Continuity of Care and Care Plan Adherence
When a resident first transitions to managed care or between managed care MCOs, MCOs must honor and reimburse for services in the existing care plan and any necessary changes in that plan, to the extent the services are covered services under the MCO’s contract, until the MCO develops its own care plan.
MCOs are required to have a process to receive requests for prior approval 24 hours a day, 365 days a year. When a resident’s physician orders a covered service which requires prior approval from the MCO, the MCO must respond within 24 hours or pay for the covered service until a decision on the prior approval is made. If a prior approval is denied, the facility may pursue an expedited appeal process.
Facilities may not be cited by the Department of Public Health for failure to provide a service during the pendency of the expedited appeal or if the service is denied on appeal.
Nursing Home Liaison at HFS
HFS has an inbox dedicated to Long Term Care issues, and nursing home issues involving MMAI can be sent to this inbox.
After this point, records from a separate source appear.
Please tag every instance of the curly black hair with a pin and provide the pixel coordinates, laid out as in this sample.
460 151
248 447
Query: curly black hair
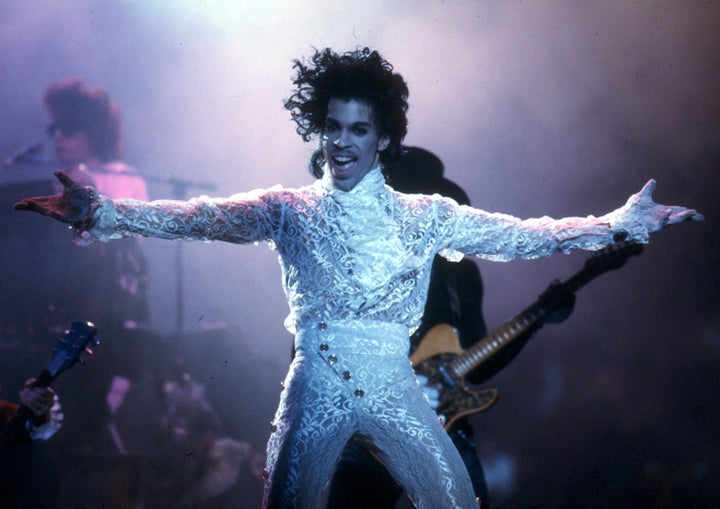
361 75
77 107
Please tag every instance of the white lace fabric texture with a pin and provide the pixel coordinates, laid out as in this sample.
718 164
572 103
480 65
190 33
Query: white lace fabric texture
363 254
352 262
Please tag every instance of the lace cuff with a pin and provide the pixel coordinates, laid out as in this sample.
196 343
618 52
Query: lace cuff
49 428
98 225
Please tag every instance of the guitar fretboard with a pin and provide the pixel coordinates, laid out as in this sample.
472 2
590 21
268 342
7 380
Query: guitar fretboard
496 340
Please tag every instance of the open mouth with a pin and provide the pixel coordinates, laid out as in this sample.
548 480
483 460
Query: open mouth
343 161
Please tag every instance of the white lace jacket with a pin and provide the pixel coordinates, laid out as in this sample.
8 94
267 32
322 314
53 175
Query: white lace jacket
362 254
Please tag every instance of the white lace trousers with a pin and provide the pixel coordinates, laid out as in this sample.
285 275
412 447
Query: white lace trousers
353 381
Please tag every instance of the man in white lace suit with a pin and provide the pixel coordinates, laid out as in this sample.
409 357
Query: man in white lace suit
356 258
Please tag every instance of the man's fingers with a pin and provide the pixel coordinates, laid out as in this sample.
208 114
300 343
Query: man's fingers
64 179
682 214
648 188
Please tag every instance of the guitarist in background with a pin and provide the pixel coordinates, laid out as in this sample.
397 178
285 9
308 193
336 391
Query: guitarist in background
454 298
46 413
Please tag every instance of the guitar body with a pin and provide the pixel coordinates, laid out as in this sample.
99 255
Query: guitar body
437 349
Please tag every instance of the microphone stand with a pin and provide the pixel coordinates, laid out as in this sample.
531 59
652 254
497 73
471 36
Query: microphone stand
179 192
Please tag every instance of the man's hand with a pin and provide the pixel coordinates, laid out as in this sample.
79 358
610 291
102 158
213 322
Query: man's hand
641 210
73 206
38 400
432 391
558 302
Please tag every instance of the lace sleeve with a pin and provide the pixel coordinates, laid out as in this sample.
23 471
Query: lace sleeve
242 218
501 237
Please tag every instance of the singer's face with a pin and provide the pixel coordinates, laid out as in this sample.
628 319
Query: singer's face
351 142
72 148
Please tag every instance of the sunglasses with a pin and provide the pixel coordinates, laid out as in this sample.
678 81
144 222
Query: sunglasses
67 130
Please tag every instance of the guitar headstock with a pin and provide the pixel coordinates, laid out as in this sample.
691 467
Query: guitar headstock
612 257
71 346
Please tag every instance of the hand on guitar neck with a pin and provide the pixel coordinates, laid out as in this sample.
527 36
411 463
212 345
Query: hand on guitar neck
39 400
38 416
442 365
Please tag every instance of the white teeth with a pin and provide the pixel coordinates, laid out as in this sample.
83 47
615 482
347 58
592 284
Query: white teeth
343 159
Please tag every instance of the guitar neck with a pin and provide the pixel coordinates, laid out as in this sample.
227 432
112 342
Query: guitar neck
511 330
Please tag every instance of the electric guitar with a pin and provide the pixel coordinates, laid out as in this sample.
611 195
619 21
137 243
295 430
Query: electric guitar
440 357
65 355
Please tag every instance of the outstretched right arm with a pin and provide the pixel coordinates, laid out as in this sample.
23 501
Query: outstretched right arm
240 219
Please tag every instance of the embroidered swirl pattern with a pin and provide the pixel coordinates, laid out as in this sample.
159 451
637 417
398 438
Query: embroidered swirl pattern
352 262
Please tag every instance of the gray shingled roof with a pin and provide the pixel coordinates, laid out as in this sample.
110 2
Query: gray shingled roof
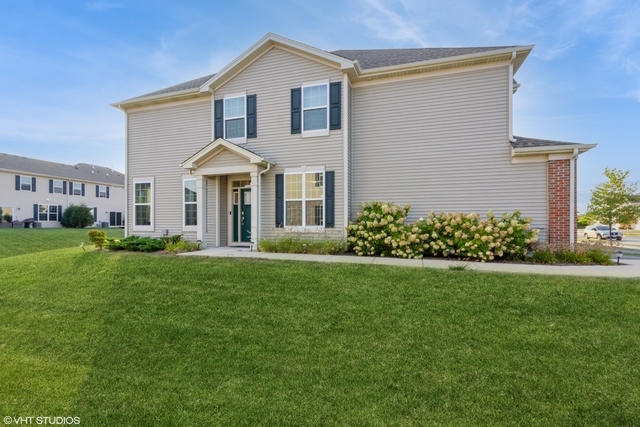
376 58
191 84
523 142
81 172
367 58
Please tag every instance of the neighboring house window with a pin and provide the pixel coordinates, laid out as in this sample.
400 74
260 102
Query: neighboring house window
25 183
115 219
235 117
76 188
190 203
316 108
48 213
102 191
143 205
304 199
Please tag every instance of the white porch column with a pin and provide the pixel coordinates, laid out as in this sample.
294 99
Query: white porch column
255 209
201 194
Please send your questions to HFS.LTC@illinois.gov. Nursing facilities having MCO-specific issues should first attempt to resolve those issues directly with the MCO first.
Appeals
HFS, CMS and the MCOs have established an integrated unified system of appeals for residents. Each MCO must have a mechanism in place to track and report all appeals. Residents are required to file their initial appeal with the MCO regardless if the appeal stems from a Medicaid or Medicare covered service or item. Residents will also have the opportunity to access an Independent Review Entity if the decision at the MCO level is adverse.
For more information on the MMAI appeals process, visit the Illinois Unified Medicare-Medicaid Appeals Process webpage (pdf).
Medicare Bad Debt
In the regular Medicare program some providers, including nursing homes, could submit as bad debt the amount of Medicare co-insurance and deductible payments not received from a Medicaid program as a result of the state Medicaid programs policy not paying these amounts if the Medicare payments received already exceed the Medicaid rate for the service. Medicare then made partial payments for this bad debt. Under MMAI, as in Medicare Advantage, these amounts cannot be submitted as bad debt to Medicare. To account for this, federal actuaries included some monies in the MMAI capitation payments to MCOs. CMS and HFS are currently working on clarifying for the MCOs how the process worked in Fee-For-Service and how much was included in their rates to represent these costs. How facilities are compensated for what they previously received under the bad debt policy is a matter to be negotiated between the MCOs and the facilities.